Sometimes it just takes an afternoon with some kids to bring you back to what really matters.
I watched my friend's children today, two girls -5 and 3 and a boy - 6 mos. The main activity the two older kids wanted to do was make a cake (this is actually almost always what the older girl wants to do - that and put on make up.)
We made the cake, the girls helping my brother, and at several points the older girl made sure that we all knew this cake was for her mother - her mother's birthday in fact.
Now, her mom celebrated her birthday 7 months ago, but this doting daughter looked at me a bit like, "Why are you telling me this information?" when I pointed out we might be a bit off on the timing.

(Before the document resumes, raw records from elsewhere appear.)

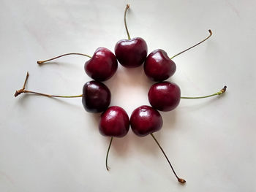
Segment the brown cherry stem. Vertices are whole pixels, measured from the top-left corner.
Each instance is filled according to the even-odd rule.
[[[166,154],[165,154],[164,150],[162,148],[160,144],[157,142],[157,139],[154,137],[154,134],[151,134],[151,136],[152,136],[154,140],[156,142],[156,143],[157,144],[158,147],[159,147],[159,148],[160,148],[160,150],[162,150],[162,153],[164,154],[164,155],[165,155],[166,160],[168,161],[169,165],[170,165],[170,168],[172,169],[173,172],[174,173],[175,176],[176,177],[179,183],[186,183],[186,180],[184,180],[184,179],[181,179],[181,178],[178,177],[178,175],[176,174],[176,173],[175,172],[174,169],[173,169],[172,164],[170,164],[170,161],[169,161],[167,156],[166,155]]]
[[[208,31],[209,31],[209,33],[210,33],[209,36],[207,37],[206,39],[204,39],[203,41],[201,41],[201,42],[197,43],[196,45],[195,45],[190,47],[189,48],[187,48],[187,50],[184,50],[181,51],[181,53],[178,53],[178,54],[176,54],[176,55],[175,55],[174,56],[171,57],[170,59],[173,59],[173,58],[175,58],[176,56],[178,56],[178,55],[181,55],[181,53],[184,53],[184,52],[186,52],[186,51],[187,51],[187,50],[190,50],[190,49],[192,49],[192,48],[193,48],[193,47],[195,47],[195,46],[197,46],[198,45],[201,44],[201,43],[203,42],[204,41],[206,41],[206,40],[207,40],[208,39],[209,39],[210,37],[212,35],[212,31],[211,31],[211,30],[209,29]]]
[[[127,4],[127,7],[125,7],[125,10],[124,10],[124,26],[125,26],[125,29],[127,30],[127,34],[128,36],[128,39],[131,39],[131,37],[129,36],[129,31],[128,31],[128,28],[127,28],[127,12],[129,9],[129,4]]]
[[[52,60],[54,60],[54,59],[63,57],[63,56],[69,55],[83,55],[83,56],[91,58],[91,56],[88,55],[86,54],[77,53],[66,53],[66,54],[64,54],[64,55],[59,55],[59,56],[57,56],[57,57],[55,57],[55,58],[49,58],[49,59],[47,59],[47,60],[45,60],[45,61],[37,61],[37,64],[42,64],[43,63],[45,63],[45,62],[48,62],[48,61],[52,61]]]
[[[113,140],[113,137],[111,137],[110,142],[109,143],[108,148],[108,152],[107,152],[107,155],[106,155],[106,169],[107,169],[108,171],[109,171],[109,167],[108,166],[108,158],[109,150],[110,149],[110,146],[111,146],[111,144],[112,144],[112,140]]]
[[[223,94],[225,92],[226,92],[226,90],[227,90],[227,86],[225,85],[222,90],[211,95],[205,96],[196,96],[196,97],[181,96],[181,99],[203,99],[203,98],[211,97],[213,96],[219,96],[221,94]]]
[[[28,81],[29,76],[29,72],[27,72],[23,86],[23,88],[21,89],[16,91],[15,93],[14,94],[14,96],[15,97],[19,96],[21,93],[34,93],[34,94],[44,96],[48,96],[48,97],[74,98],[74,97],[81,97],[81,96],[83,96],[83,95],[78,95],[78,96],[55,96],[55,95],[49,95],[49,94],[45,94],[45,93],[38,93],[38,92],[35,92],[35,91],[29,91],[29,90],[26,90],[26,82]]]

As the cake baked, the girls wrapped presents. And by presents I mean they wrapped wrapping paper inside wrapping paper. It is apparently the unwrapping that makes it special - no need for presents. The older girl has actually done this before, wrapped paper in paper and given it as gifts. We thought she might be pretending the paper was something else. I really felt like an idiot when I asked her what it was.
When their parents came back, we frosted the cake (the two colors they chose to make were pink and pink) and they timed things how I think they should be done now - they served the cake and THEN we sang happy birthday to their mother. Note the half-served cake above. Their mom was endlessly pleased (note sarcasm) with half a dozen people making her blow out the candles as we sang to her not even remotely on-key.
It didn't matter how many times we talked about the fact that it wasn't her birthday, it did not dissuade these two. Without gobs of presents, without balloons, without a bunch of other kids, without... well, an actual birthday, this did not stop the excitement of celebrating their mom.
As they were leaving the three-year-old girl stopped at the door to cry, "That was the best birthday party EVER!"